Then you noticed the cagey wording: "marked as classified". This puts the status of the documents in doubt. Declassification is a process, not an event. The docs go through channels, where the redactors do their stuff. These channels can get very sluggish when under new management. The FBI is one of those channels. A "classified document" in Washington is what the civilian world calls "stationery" or "scrap paper". So sure, Trump broke some laws. Purloining office supplies, at a minimum. Those manila folders with all the supersecret stampings are really cool to have around to show your friends, for those who have friends. Stick a potato salad recipe inside one and you got yourself a state secret. Put in an 8x10 glossy of the Executive Hemorrhoids and you've moved up to Top Secret.
None of the above is important. Trump is just a pawn here. This affair is about the election; a Republican House means the wrong sort of people will be asking awkward questions. The FBI does not want that. The Rs will screw it up, but why take a chance.
What happened here is that Trump and the Archive were tidying up loose ends regarding Presidential memorabilia - routine stuff. The FBI saw an opportunity to gin up a national security crisis and seized it. CNN piled on. The secret nature of the "evidence" gave them a free hand to fabricate any story they liked. Nukes! Iranians! Chinese!

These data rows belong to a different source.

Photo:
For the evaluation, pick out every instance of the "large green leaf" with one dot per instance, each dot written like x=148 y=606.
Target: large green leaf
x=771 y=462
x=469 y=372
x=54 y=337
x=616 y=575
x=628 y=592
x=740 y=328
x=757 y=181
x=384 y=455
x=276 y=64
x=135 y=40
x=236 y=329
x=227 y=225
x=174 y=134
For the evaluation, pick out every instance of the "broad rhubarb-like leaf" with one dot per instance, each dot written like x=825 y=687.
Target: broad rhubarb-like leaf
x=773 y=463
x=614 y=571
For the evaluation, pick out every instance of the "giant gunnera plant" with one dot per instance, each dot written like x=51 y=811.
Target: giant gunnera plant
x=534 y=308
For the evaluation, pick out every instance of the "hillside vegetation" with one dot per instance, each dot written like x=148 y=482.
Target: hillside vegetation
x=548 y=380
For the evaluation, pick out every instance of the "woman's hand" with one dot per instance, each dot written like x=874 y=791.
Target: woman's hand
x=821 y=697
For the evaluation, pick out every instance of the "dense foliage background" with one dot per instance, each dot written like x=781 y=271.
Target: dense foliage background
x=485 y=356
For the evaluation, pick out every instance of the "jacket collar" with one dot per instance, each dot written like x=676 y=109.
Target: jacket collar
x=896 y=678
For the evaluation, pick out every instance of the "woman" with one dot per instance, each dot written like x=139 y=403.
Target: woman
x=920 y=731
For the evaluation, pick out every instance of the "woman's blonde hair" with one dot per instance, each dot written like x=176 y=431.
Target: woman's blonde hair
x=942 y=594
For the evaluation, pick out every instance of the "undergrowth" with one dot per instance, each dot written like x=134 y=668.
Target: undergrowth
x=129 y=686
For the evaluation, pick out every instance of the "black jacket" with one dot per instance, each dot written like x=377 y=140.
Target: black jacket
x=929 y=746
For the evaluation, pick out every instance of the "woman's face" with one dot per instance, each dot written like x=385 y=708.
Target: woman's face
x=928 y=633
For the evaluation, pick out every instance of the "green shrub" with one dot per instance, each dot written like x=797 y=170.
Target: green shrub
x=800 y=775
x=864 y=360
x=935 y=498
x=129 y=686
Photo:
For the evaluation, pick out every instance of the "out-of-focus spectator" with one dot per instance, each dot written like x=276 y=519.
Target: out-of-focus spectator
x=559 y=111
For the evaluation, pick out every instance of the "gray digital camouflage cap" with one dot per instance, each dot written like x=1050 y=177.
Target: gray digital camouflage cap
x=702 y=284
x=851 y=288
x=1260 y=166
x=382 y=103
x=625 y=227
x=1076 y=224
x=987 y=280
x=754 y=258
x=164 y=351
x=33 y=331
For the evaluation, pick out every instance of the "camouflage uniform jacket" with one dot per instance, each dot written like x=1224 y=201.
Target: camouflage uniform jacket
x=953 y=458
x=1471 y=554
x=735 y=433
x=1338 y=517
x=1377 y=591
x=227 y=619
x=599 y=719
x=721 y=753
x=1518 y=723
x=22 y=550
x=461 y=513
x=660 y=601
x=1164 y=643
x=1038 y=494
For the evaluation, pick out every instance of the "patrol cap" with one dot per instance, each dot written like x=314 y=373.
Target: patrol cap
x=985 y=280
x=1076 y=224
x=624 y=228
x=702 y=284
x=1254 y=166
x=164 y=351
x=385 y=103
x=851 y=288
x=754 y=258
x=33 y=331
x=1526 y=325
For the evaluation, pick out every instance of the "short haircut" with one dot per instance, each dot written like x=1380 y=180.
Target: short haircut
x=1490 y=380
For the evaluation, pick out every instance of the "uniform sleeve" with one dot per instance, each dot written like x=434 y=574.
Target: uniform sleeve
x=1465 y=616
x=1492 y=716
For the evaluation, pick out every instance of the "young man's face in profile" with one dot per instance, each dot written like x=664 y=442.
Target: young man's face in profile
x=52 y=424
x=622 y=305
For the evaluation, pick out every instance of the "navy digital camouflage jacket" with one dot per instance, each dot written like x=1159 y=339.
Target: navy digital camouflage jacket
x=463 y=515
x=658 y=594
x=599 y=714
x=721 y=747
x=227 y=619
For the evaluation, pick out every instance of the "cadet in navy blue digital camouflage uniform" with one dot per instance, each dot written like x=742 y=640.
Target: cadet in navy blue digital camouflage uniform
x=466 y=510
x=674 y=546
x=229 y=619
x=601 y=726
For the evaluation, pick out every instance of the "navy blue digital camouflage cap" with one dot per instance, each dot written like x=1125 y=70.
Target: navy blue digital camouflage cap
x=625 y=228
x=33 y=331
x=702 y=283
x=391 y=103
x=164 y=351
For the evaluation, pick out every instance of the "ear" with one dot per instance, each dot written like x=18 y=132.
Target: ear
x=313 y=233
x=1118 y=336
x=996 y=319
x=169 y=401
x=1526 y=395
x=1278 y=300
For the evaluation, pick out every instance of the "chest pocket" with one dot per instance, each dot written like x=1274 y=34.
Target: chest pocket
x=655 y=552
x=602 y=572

No Russians this time round, though, the editors judged a second term as Russian agent would be a hard sell. Trump is therefore now a freelance foreign agent, selling to all and sundry. It's all bollocks. Any docs Trump took, legally or otherwise, are going to feature Donald J Trump. i.e., this case is about birthday cards and the like.
The sad reality is, Trump will sell anything, but with two important provisos: It must have the Trump brand on it and must not be worth the price asked.
How do I know all this? From everyone's most trusted authority - anonymous sources close to the matter. See how easy that is?